Ma prima che potesse sferrarne un altro, si ritrovò a terra privo di sensi.

“Mangiapatate.” Disse June:” Sei hai un problema, ci siamo noi qui per te.”

“Grazie.” Disse:” Ma non serve.”

“Purtroppo sì.” Ribatté Gabrielle:” Ci dispiace, ma tuo nipote non c’è la fatta.”

“La Raptor.” Chiese quasi priva di emozioni.

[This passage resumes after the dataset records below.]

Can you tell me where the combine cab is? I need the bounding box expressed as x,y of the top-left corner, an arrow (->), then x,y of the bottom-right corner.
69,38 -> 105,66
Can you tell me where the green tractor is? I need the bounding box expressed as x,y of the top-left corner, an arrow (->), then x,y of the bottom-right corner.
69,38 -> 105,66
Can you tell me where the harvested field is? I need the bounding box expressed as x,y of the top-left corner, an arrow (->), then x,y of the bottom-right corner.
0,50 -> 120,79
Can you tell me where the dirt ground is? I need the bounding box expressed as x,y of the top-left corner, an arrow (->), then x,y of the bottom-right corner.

“Setticemia.” Rispose Rose:” Era un caso già in fase avanzata. Sicuramente le dita non le ha perse nell’esplosione.”

“E come lo sai?”

“Ne ho viste di cose in guerra che farebbero accapponare lo stomaco e quelle ferite erano certamente da taglio.” E poi si rivolse al redivivo Abe:” Non è vero?”

“Che vuoi troia?” Ribatté Abe intronato sia per l’alcool che per la botta ricevuta.

 “è colpa tua?” Chiese Molly distrutta

“Si, quell’imbecille si è fatto prendere dalla paura e ha fatto saltare tutto il piano, io ho detto di andarci piano, ma Sheamus è un vero macellaio.” Disse con la bocca impastata.

Se non fosse stato per le due amiche, Molly sarebbe stramazzata al suo.

“Il mio Angus:” Singhiozzo in un fiume di lacrime.

“Dobbiamo denunciarlo. Non c’è altro da fare.” Concluse Rose.

Ma a Molly non interessava più niente, aveva perso il suo adorato nipote.

“Ora dobbiamo tornare all’ospedale, ci sono altri pazienti che ci attendono.”